I know this issue has been discussed several times , but I could not find a post which explains why a copy needs to be made in case of a post-increment operation.

Quoting from a stackoverflow reply:

int j = i++; // j will contain i, i will be incremented.
int j = ++i; // i will be incremented, and j will contain i+1.

Which perfectly makes sense when the definition of post/pre increment is considered. Many times when comparing the performance of pre/post increment it is said that post increment needs to make a copy, increment it and return the copy while pre-increment just increases value and does not create a copy.

Although performance has been compared in tens of posts, I really could not find any explanation on why a copy has to be made in the case of post-increment. Why doesn't it return the old value and then increments the value of the variable by one(or however way operator is overloaded), rather than creating a new object and return that one.

Giuditta answered 19/6, 2015 at 15:31 Comment(5)

Because post-increment must keep previous value in a temporary so to return it afterwards. – Paraphernalia 19/6, 2015 at 15:33

Why doesn't it return the old value and then increments the value of the variable by one How do you increment the value if you already returned from the function? – Cornetcy 19/6, 2015 at 15:34

@RaphaelMiedl thanks raphael, that was exactly the point I was missing. I knew it was something very trivial :) – Giuditta 19/6, 2015 at 15:37

possible duplicate of Is there a performance difference between i++ and ++i in C++? – Paraphernalia 19/6, 2015 at 15:37

The example is somewhat bad since the compiler can (and almost certainly will) trivially transform the first variant into int j = i; ++i, so there is really no temporary (still the compiler complies perfectly with the as-if rule). But there are cases when it's not that easy, especially on types with non-trivial constructors, or think of barriers/memory model which may disallow such a liberal instruction reordering. – Fadein 19/6, 2015 at 16:38

The difference is someval++ returns what someval is before the increment and to do that you need remember what someval is with a copy. How else would you return the original value while updating it if the original value wasn't stored somewhere?

Heparin answered 19/6, 2015 at 15:33 Comment(0)

Consider pre-incrementation and post-incrementation operators as standard functions:

// ++i
int pre_increment(int &i) {
    i = i + 1;
    return i;
}

// i++
int post_increment(int &i) {
    int original_i = i;
    i = i + 1;
    return original_i;
}

This should help you to understand why in the second case (i++), you MUST perform a copy of the value before doing the incrementation.

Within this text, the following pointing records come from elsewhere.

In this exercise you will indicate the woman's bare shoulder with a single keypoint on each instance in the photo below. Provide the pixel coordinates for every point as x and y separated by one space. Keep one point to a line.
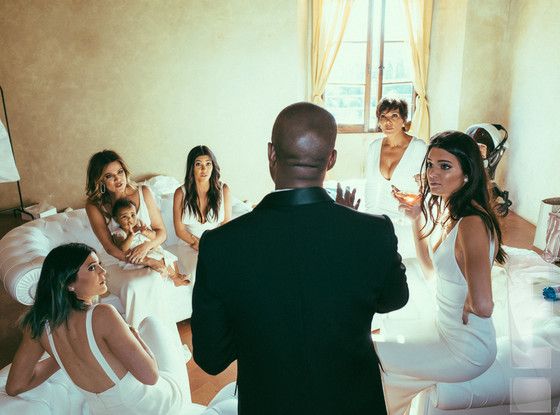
106 318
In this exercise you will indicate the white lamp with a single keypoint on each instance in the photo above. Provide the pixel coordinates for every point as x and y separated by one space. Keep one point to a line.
8 169
547 206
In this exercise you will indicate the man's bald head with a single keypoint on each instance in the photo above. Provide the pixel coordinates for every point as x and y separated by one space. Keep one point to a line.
303 138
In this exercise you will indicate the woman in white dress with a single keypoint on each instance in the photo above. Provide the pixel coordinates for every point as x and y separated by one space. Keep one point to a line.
393 160
118 369
455 202
140 291
203 202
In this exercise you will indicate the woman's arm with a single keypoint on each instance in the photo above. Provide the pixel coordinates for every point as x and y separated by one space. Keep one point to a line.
227 203
123 242
27 372
178 224
125 344
137 254
422 248
472 254
99 226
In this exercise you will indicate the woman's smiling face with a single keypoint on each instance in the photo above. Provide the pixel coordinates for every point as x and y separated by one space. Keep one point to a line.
202 168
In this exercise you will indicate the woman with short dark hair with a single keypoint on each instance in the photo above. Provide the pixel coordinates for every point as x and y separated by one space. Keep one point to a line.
109 362
393 160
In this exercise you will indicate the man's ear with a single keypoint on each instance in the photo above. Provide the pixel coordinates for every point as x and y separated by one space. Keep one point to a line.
272 161
332 160
271 153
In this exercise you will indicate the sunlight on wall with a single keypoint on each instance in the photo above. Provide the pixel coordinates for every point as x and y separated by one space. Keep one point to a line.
149 82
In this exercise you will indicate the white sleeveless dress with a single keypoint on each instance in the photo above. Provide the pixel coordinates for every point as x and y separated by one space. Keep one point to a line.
457 353
142 291
188 257
377 190
170 395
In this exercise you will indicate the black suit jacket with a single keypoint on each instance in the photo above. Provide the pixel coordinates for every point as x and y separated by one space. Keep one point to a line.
289 290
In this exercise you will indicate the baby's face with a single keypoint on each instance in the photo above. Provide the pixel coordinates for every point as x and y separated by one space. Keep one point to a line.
127 217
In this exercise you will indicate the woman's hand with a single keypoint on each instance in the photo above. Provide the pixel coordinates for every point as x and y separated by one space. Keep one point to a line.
136 255
411 211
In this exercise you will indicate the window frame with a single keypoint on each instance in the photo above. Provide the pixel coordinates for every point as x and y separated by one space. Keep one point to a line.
365 127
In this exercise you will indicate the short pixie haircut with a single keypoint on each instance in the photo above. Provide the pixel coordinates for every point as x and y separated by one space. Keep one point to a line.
121 204
392 103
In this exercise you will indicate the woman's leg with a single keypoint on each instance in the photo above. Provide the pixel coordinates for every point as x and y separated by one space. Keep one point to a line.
142 292
163 340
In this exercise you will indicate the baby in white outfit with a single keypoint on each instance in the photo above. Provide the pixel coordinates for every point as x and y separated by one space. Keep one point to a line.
132 232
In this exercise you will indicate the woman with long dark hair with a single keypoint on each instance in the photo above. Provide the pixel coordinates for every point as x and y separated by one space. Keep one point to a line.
465 240
108 361
201 203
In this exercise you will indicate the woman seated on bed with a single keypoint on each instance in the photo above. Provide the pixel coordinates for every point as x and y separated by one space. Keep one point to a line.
108 179
118 369
202 203
393 160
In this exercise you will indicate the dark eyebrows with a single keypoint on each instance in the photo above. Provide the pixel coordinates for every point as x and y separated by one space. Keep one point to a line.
440 161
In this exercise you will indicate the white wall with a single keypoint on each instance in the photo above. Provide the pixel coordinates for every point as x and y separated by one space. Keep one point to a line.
533 171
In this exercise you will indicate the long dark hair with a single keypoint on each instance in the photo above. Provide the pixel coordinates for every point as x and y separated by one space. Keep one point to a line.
214 192
96 164
53 300
472 198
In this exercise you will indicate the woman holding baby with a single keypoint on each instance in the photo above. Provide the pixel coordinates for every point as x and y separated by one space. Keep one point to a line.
140 289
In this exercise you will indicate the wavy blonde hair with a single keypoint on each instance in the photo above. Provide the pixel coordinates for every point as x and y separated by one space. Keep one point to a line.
96 164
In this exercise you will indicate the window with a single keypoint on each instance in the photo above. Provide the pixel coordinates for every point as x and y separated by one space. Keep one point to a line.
373 61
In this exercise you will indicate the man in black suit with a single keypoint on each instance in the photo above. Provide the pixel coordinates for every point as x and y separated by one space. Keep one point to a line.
290 289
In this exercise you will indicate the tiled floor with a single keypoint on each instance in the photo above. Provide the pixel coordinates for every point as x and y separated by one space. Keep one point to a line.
517 232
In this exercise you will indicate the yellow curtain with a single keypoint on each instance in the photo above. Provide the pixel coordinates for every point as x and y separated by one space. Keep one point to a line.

Witchy answered 19/6, 2015 at 15:39 Comment(0)

It's hard for me to say how compilers can optimize the pre-increment and post-increment operators so that a copy is not necessarily made on primitive types.

I can show how a copy needs to be made for user defined types for the post-increment operators.

Lets' take a simplistic look at std::vector::iterator.

Let's say the iterator stores an index, in addition to the other things.

struct iterator
{
   size_t index;

   iterator operator++(int )
   {
      iterator copy = *this;
      this->index++;
      return copy;
   }
 };

In such a case, it is not possible to return *this first and then increment the index. Creating a copy, incrementing the index of this, and then returning the copy allows us to preserve the semantics of that operation.

Archducal answered 19/6, 2015 at 15:41 Comment(0)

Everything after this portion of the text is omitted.